Saat ini, dengan banyaknya komentar yang diberikan pada platform kecemburuan yang tersebar luas, jari tidak bisa belajar mengetik. Jadi “sanaol” menjadi “sabaok”. Perhatikan kedekatan huruf pada keyboard QWERTY. Kata tersebut tidak harus dieja dengan benar. Bagi banyak orang, terutama anak muda yang mendalami media sosial, cukup memahami bahwa itu juga merupakan kata dari sana all dan sanaol. Yang terpenting adalah orang yang menyalin kata tersebut dan membacanya memahami satu sama lain.
Saya berterima kasih kepada Rappler karena mengizinkan saya menggunakan bahasa aneh seperti ini. Dengan banyaknya kenalan di dunia akademis dan publikasi yang masih menggunakan prinsip resep linguistik, meskipun mereka mungkin tertawa, saya yakin tidak ada tempat untuk kata “sabaok” di halaman mereka.

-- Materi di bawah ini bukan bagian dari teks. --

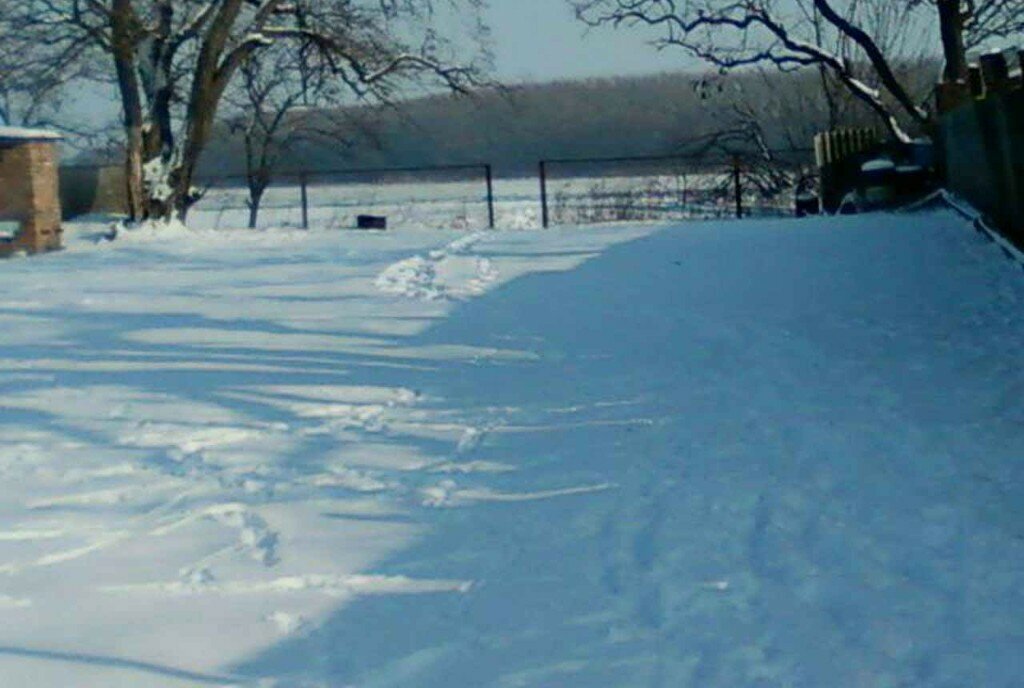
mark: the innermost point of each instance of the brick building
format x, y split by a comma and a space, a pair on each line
30, 205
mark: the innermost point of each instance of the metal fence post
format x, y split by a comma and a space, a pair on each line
544, 196
737, 186
304, 186
491, 196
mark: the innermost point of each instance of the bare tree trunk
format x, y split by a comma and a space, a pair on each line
255, 198
951, 23
124, 59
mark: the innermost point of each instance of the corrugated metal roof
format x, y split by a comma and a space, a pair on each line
20, 134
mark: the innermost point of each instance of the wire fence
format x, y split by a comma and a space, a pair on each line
572, 191
441, 197
592, 190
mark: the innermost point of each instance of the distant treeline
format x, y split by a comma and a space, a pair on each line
513, 128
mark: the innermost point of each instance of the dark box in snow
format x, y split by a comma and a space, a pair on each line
371, 222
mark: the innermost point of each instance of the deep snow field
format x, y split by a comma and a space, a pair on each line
724, 455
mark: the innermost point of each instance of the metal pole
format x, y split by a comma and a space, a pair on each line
303, 184
738, 187
544, 196
491, 196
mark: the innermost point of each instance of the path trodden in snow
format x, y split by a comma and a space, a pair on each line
752, 454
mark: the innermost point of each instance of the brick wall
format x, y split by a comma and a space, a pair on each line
29, 196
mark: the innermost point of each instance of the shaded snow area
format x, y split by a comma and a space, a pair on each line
760, 455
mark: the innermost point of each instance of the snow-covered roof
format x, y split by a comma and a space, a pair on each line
16, 134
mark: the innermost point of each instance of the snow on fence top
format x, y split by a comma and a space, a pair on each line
10, 135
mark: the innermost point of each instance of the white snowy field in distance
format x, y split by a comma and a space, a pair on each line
712, 455
463, 204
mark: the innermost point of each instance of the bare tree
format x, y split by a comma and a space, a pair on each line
860, 44
287, 96
174, 60
273, 87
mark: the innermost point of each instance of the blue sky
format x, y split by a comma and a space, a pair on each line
540, 40
534, 40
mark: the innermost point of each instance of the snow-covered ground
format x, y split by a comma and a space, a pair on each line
756, 454
462, 205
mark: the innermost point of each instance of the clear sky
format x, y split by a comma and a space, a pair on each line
532, 40
540, 40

Lalu kenapa aku berakhir di sini? Selain Bulan Membaca Nasional, saya ingin memberikan pandangan baru tentang keberadaan dan perubahan bahasa berdasarkan penggunaan media sosial. Bahwa, dalam jangka panjang, jika kesalahan ejaan terulang kembali – dan sudah terbukti beberapa kali – pesan tersebut akan tetap diapresiasi, meski cara penyampaiannya di platform dicemooh. Bagaimana jika surat itu hilang seperti saat Anda “wer na u?” Bagaimana jika tidak ada tanda baca atau terlalu banyak tanda baca? Yang terpenting adalah pesan yang ingin disampaikan tetap tersampaikan meskipun ejaan dan tata bahasanya buruk.
Hal ini terkait dengan kasus yang saya dan murid saya alami pada masa puncak pandemi. Mereka meminta penundaan penerusan proyek tersebut. Dan karena saya juga terikat pada tenggat waktu dalam pengkodean nilai, saya dapat meyakinkan mereka. Saya menjawab dalam obrolan: “Tidak.”

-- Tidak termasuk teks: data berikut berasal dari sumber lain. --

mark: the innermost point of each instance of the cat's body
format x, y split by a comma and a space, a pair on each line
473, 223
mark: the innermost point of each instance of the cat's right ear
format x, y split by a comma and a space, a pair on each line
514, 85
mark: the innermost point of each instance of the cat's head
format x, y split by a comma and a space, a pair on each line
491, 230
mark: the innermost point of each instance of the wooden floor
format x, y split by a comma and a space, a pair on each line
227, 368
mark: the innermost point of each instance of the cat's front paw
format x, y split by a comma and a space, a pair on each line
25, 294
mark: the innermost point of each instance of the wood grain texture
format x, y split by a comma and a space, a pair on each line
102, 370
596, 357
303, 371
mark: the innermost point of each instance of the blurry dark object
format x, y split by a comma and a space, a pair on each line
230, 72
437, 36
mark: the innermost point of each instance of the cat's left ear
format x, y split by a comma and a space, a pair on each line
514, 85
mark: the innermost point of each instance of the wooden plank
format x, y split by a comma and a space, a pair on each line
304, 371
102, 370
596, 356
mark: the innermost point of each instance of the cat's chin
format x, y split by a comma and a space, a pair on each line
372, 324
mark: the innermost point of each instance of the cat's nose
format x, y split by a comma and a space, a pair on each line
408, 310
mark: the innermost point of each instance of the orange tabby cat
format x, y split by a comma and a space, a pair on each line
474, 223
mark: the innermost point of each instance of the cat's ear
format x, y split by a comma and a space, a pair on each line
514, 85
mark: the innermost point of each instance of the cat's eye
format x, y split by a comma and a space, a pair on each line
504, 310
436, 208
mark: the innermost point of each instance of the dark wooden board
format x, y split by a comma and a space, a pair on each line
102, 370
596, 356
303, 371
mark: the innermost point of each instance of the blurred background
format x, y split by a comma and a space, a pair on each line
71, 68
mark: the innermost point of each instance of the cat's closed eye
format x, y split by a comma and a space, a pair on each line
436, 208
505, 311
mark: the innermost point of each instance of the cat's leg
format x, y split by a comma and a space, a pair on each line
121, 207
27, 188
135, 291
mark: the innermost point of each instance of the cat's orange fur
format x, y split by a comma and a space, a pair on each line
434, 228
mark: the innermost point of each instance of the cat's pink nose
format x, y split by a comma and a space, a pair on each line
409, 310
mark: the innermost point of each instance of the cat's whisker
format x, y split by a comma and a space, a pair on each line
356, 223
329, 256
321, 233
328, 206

Dia mengatakan bahwa saya menyebarkan banyak kemarahan karena penggunaan tanda baca saya yang benar. TIDAK. Yang pertama dikatakan muridku, penolakanku tegas. Ini bukan sekadar mengatakan tidak pada suatu permintaan. Masih marah. Mendengar keraguan mereka, saya katakan bahwa sebagai penulis dan akademisi saya adalah budak kaidah linguistik. Jika aku marah padamu, aku akan mengakhiri tanda serunya dengan “Tidak”. Dia juga tidak mengatakannya. Kemarahan “Tidak” dikatakan lebih hebat.
Saya tidak percaya dengan penafsiran mereka, jadi saya bertanya kepada kelas lain. Saya menjelaskan situasinya. Bahkan ketika saya menjawab “Tidak”. apakah saya marah
Saya masih belum puas dengan pemahaman mereka tentang aturan dasar tanda baca. Saya bertanya kepada siswa SMA saya apakah ada konotasi dalam penggunaan tanda titik setelah “Tidak”. apakah saya marah Saya menyerah.

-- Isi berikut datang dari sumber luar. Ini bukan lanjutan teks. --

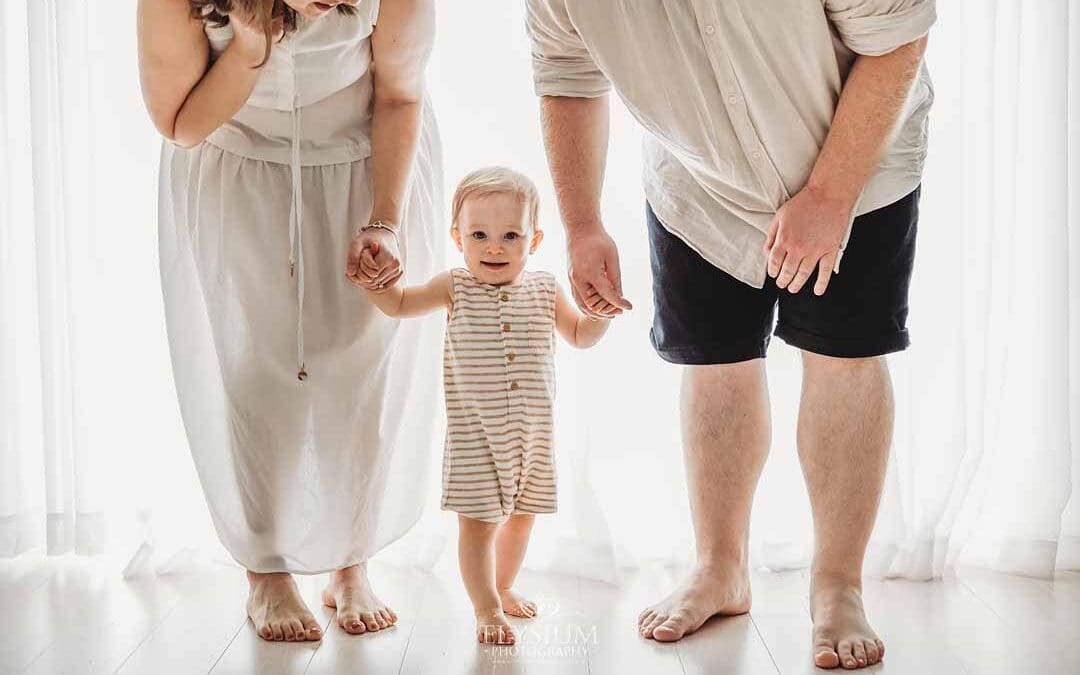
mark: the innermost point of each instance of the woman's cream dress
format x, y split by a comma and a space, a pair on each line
310, 415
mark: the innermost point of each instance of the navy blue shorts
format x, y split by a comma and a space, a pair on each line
704, 315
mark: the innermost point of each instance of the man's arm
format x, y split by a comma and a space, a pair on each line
809, 229
576, 137
866, 115
575, 118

Hal ini kini menjadi permasalahan yang paling kritis karena pengajaran guru didasarkan pada kemampuan berbahasa siswa. Jika saya tidak dapat lagi memahami kata sandi dan tanda baca, haruskah saya berhenti mengingatkan bahwa bahasa yang seharusnya dipromosikan oleh institusi tersebut memiliki aturan? Apakah saya sebagai guru dan penulis harus mengikuti apa yang mereka inginkan terjadi? – Rappler.com
Joselito D. De Los Reyes, Ph.D., adalah profesor seminar media baru, penelitian dan penulisan kreatif di Fakultas Seni dan Sekolah Pascasarjana Universitas Santo Tomas. Ia juga merupakan koordinator program Program Penulisan Kreatif BA universitas tersebut. Beliau adalah penerima Penghargaan Obor Universitas Normal Filipina 2020 untuk alumni terkemuka di bidang pendidikan guru.